How much the error cost in lost tax revenues was being calculated Friday evening, although city officials maintained the figure was in the hundreds of thousands, not millions, of dollars.
Assessor Keith McDonald submitted his retirement paperwork on Friday, Mayor Kathy Sheehan's office said. McDonald's retirement is effective June 30, and he will remain at work until then.
McDonald told the Albany Business Review on Thursday that he made a mistake handing out generous tax reductions on condominium and apartment complexes throughout the city over the years.
"It was my mistake," McDonald told the Business Review. "We're in the process of doing some corrections."
McDonald couldn't be reached by the Times Union when called at his office Friday.
Section 485-a of the state's real property tax law allows for a special tax exemption for certain commercial properties such as warehouses that are converted to mixed-use buildings with both commercial and residential areas.
The tax exemptions are generous under the law, the Business Review reported. For instance, a condo owner might have a $980 annual tax bill instead of a tax bill of $10,300.
That would save $74,560 over the first eight years of the exemption. For 24 units, that saving would have been nearly $1.79 million.
Brian Shea, a spokesman for the mayor, argued that the conversion projects "wouldn't have moved forward without this" tax break. He called an estimate of millions of dollars in lost revenue "grossly inaccurate."
According to the Business Review, the city of Albany has been handing out the exemptions to developers converting commercial properties to just residential use instead of commercial and residential use as the law requires. McDonald told the Business Review that his office had believed it could be converted to either commercial or residential to be eligible for the tax breaks.
The law says commercial and residential use is required.
Sheehan called the exemption error "a serious issue that dates back to at least 2011," before she took office.
She noted that there are 51 units in the city built with 485-a tax abatements, 24 of them at 17 Chapel. Of the remainder, there are eight additional units that city officials have questions about, but the other units have "clearly commercial" uses attached and thus the exemption was appropriately applied.
And if the developers hadn't known about the 485-a tax break, they could have gone to the city's Industrial Development Agency and would have received an exemption through another means, the mayor said.
"This is unacceptable. I'm not defending the assessor, who has resigned, or the independent consultant who works with him.

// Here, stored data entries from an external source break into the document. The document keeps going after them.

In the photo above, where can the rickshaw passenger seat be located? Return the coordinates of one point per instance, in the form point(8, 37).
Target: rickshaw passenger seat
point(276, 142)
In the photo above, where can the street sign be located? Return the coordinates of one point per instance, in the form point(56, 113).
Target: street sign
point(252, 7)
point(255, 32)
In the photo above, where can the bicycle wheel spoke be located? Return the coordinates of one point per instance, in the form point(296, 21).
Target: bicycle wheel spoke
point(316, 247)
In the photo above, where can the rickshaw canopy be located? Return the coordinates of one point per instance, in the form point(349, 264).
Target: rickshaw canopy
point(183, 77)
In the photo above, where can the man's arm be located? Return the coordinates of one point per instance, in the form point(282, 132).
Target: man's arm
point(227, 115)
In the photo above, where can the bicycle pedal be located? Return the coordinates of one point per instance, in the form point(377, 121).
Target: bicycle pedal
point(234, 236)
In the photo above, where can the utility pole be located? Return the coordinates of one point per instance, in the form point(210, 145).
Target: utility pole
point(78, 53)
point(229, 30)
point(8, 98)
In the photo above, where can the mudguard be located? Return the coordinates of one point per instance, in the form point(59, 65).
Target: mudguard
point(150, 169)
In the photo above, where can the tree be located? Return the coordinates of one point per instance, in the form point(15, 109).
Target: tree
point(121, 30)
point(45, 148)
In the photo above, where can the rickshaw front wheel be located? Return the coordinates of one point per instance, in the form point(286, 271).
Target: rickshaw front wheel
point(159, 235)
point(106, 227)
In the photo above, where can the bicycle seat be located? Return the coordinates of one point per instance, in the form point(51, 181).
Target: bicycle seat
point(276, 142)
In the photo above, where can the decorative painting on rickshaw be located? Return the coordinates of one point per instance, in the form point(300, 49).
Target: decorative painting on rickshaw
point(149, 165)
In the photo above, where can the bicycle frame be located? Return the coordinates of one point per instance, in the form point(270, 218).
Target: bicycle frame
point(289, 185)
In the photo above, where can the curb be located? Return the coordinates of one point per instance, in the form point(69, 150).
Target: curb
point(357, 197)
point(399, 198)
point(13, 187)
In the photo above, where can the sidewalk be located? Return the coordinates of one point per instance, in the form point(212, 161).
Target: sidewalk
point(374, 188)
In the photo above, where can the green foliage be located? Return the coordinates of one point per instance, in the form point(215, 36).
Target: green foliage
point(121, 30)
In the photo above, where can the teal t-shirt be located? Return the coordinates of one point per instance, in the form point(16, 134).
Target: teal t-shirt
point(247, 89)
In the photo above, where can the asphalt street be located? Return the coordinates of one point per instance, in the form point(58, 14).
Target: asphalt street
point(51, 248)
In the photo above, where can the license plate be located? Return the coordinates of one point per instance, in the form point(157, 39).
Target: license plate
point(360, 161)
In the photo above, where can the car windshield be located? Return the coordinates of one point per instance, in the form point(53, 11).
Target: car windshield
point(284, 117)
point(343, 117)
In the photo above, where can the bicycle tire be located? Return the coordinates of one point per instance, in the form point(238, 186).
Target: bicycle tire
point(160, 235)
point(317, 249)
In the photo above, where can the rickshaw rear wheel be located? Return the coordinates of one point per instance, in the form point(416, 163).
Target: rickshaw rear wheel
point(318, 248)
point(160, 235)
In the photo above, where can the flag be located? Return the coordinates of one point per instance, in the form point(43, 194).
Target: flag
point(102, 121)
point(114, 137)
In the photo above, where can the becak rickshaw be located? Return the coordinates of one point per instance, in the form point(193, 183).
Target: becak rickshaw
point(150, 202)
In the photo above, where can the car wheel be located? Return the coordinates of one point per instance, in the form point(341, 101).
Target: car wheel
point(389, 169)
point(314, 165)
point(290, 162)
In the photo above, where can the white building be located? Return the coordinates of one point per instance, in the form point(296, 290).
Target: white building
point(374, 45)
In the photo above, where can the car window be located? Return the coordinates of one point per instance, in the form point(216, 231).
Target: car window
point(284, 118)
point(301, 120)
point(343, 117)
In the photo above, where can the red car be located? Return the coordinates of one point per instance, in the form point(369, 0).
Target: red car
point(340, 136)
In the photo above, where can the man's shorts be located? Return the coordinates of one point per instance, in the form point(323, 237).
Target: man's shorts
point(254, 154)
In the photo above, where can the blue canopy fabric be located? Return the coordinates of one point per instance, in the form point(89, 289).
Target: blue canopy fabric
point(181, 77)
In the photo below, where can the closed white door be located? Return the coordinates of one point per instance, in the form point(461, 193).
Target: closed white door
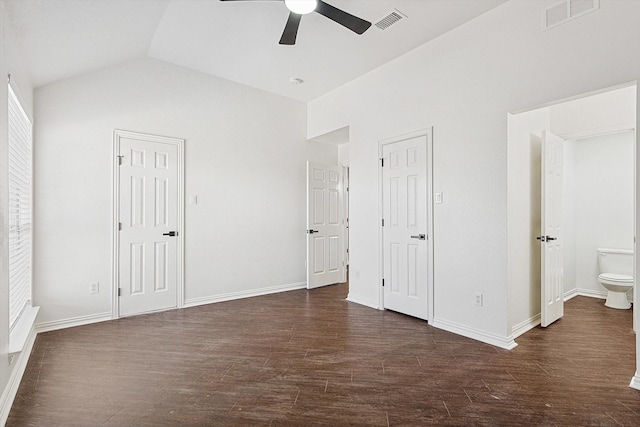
point(552, 274)
point(404, 231)
point(148, 223)
point(325, 261)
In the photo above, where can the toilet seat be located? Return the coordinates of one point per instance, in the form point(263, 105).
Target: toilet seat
point(615, 278)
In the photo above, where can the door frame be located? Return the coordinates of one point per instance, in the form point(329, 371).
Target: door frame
point(428, 133)
point(115, 240)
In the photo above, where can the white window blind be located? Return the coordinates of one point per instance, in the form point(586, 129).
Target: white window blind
point(20, 160)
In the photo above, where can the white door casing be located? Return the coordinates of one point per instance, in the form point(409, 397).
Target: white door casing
point(405, 228)
point(325, 261)
point(148, 243)
point(552, 274)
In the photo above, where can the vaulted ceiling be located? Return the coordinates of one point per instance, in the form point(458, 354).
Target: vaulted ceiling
point(235, 40)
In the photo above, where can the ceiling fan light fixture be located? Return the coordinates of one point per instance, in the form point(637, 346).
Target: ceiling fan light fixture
point(301, 7)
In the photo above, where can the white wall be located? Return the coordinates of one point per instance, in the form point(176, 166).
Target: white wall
point(11, 367)
point(464, 83)
point(604, 181)
point(245, 156)
point(605, 111)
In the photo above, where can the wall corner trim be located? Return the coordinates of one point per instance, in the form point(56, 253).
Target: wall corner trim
point(635, 381)
point(73, 321)
point(230, 296)
point(10, 391)
point(486, 337)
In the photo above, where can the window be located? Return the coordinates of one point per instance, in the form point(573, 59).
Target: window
point(21, 315)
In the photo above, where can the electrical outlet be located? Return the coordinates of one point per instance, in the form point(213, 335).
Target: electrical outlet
point(478, 300)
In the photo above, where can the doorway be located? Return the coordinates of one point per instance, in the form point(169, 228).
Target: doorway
point(148, 212)
point(607, 111)
point(406, 240)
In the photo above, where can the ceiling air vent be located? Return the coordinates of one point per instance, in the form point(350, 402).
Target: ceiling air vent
point(390, 19)
point(566, 10)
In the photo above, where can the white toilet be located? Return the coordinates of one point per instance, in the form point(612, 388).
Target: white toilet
point(616, 274)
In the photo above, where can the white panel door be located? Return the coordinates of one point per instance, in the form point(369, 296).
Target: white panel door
point(325, 260)
point(148, 216)
point(552, 274)
point(404, 232)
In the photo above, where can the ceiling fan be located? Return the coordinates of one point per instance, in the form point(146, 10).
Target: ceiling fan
point(297, 8)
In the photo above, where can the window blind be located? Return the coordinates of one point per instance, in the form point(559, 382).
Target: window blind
point(20, 161)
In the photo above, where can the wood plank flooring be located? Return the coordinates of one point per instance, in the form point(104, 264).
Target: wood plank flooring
point(312, 358)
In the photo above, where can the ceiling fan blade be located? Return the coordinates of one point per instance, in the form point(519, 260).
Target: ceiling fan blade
point(355, 24)
point(291, 29)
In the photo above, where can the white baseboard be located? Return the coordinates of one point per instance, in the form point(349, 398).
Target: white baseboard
point(525, 326)
point(363, 301)
point(486, 337)
point(193, 302)
point(20, 360)
point(73, 321)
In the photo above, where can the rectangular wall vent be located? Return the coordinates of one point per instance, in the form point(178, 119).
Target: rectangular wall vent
point(566, 10)
point(390, 19)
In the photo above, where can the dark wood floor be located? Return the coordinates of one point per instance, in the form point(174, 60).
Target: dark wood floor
point(310, 357)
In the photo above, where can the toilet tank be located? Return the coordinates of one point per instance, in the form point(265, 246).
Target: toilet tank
point(618, 261)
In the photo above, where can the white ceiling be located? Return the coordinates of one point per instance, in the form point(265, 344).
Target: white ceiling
point(235, 40)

But it's premature to draw any conclusions," Sheehan said.
Even if all the units paid taxes at a rate without the abatement, the city would have gained an additional $185,000 to $242,000 in revenue, the mayor said. "That supposition that it was millions of dollars is just wholly incorrect."
"I'm not minimizing this – government has to get it right, and this isn't right – but I don't know that there's anything other than a mistake here," she said.
Sheehan noted that the assessor operates independently under the city charter, and that she has never spoken to him about assessments.